Bien sûr. Mais c’est surtout lors de notre reformation en 1993 que les offres ont abondé. Le culte met un certain temps à remonter à la surface… Quand c’est arrivé, on était en train de se répartir (enfin) les droits du Velvet et de s’envoyer des trucs à la gueule pour tirailler nos ego. On s’est donc laissé embarqué dans un maelstrom dingue, jusqu’à… jouer en première partie de U2 !
Quel était le fond de votre dissension avec Lou Reed, qui a causé votre départ ?
Devions-nous faire du rock’n’roll violent ou tendre ? C’était ça le débat.

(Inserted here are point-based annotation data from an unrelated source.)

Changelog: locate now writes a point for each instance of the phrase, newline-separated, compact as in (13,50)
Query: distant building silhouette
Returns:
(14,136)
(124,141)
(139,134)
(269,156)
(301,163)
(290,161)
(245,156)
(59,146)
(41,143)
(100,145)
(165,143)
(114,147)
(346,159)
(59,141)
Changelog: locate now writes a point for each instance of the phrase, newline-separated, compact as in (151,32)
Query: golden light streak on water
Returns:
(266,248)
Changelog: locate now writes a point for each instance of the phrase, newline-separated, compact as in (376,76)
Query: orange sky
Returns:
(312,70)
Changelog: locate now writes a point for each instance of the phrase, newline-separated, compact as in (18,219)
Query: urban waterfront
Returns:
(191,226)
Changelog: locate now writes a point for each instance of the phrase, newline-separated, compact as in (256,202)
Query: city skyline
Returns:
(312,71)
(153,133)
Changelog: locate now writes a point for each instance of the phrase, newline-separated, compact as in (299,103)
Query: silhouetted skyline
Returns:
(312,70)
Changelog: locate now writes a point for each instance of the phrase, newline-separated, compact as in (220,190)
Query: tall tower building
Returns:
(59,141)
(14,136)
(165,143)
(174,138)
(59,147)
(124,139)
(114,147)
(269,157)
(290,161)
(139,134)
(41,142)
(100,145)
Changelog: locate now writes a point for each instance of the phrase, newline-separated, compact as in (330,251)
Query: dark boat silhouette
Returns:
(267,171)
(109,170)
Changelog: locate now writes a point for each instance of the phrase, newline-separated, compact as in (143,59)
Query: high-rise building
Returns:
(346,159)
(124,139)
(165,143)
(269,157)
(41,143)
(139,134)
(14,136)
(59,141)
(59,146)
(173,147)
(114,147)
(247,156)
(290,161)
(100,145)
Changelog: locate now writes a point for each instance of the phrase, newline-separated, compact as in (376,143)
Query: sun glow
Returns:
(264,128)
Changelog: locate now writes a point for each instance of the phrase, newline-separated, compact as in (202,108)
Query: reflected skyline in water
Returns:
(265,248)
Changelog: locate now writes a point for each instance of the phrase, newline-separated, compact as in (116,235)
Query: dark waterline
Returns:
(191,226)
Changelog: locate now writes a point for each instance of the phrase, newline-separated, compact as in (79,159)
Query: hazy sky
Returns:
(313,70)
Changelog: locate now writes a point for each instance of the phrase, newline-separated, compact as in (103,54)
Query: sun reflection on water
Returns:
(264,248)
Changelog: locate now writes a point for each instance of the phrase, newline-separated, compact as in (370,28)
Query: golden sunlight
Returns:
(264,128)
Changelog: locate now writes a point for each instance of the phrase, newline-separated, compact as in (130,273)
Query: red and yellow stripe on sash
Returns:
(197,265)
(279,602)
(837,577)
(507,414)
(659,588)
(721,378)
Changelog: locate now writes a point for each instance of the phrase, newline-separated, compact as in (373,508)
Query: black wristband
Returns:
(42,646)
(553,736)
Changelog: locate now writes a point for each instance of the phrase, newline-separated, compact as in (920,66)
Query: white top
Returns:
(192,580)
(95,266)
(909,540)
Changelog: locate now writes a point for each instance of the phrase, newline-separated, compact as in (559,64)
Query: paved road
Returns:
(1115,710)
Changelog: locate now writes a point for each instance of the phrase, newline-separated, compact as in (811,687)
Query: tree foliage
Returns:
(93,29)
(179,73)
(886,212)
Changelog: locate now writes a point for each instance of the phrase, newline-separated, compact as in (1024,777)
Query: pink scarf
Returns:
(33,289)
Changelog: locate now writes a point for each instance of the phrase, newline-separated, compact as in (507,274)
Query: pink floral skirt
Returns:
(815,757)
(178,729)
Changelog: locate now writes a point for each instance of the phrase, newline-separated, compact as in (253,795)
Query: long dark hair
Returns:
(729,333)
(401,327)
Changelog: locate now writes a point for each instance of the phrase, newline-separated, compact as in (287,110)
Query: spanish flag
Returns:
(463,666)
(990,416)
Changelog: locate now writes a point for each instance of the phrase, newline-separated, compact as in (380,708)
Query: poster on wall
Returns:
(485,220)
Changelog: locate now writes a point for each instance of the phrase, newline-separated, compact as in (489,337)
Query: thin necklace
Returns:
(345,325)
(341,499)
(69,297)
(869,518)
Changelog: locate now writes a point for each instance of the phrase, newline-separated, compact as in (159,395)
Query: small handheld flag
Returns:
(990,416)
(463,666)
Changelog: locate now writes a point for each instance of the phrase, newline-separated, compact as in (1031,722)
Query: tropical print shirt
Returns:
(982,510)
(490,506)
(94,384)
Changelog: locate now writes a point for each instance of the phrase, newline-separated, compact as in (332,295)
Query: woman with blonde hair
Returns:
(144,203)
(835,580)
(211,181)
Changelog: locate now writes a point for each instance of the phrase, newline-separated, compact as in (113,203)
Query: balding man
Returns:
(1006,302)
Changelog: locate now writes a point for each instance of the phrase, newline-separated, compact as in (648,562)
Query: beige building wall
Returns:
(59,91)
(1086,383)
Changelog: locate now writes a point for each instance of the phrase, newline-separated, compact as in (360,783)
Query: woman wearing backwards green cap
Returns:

On va dire que Lou aimait trop les jolies chansons à mon goût… et nous n’avions plus la patience de nous asseoir pour parler calmement. C’était trop tard : on ne se faisait plus confiance.
En 2007, Lou s’essayait pourtant à l’ambient, et aujourd’hui, c’est plutôt vous qui faites de la pop…
Ironie de l’histoire, toujours… Mais Lou Reed a fait de l’ambient, vraiment ?
Oui. Ça s’intitule Hudson River Wind Meditations.
Jamais entendu parler.
Vous vous verriez couper à nouveau la tête d’un poulet sur scène ?
Ah non. Ce n’est plus du tout mon truc.
What’s Welsh For Zen? John Cale, une autobiographie
Avec Victor Bockris
Au Diable Vauvert
270 pages, 29 euros.
Le disque
Main de velours et géant de fer
Le dernier Dylan sent la naphtaline ? John Cale échappe à la sinistre fatalité des pépés légendaires. L’art-pop distinguée d’Hobo Sapiens (2003) et le rock sournois de Black Acetate (2005) renvoyaient déjà une sensibilité étrangement électro, voire hip-hop. Le ton se confirme sur la première moitié de ces Aventures louches dans les bois. Le Gallois parvient toujours à susciter des poches sombres, voire une certaine miséricorde, derrière les pop-songs les plus pacifiques d’apparence (I Wanna Talk 2 U), ou un vague à l’âme solennel et marécageux dans une ballade électro inoffensive de prime abord (Face To The Sky, pic de beauté).On s’étonne de le voir, à 70 ans, asséner de l’indus’ musclée mais classe comme Trent Reznor n’en composera jamais (Scotland Yard, critique oblique du scandale Rupert Murdoch de 2011), un électro rock en spoken-word assez décalé (Mothra) ou, non sans malice, de l’indie-R&B chanté en autotune (December Rains). C’est ce brin de démence, tapi au détour d’un clavier écrasé sur le rampant Hemingway comme dans les recoins d’un blues trempé dans l’électronica (Nookie Wood), qui maintient Cale toujours aussi calé. T. C.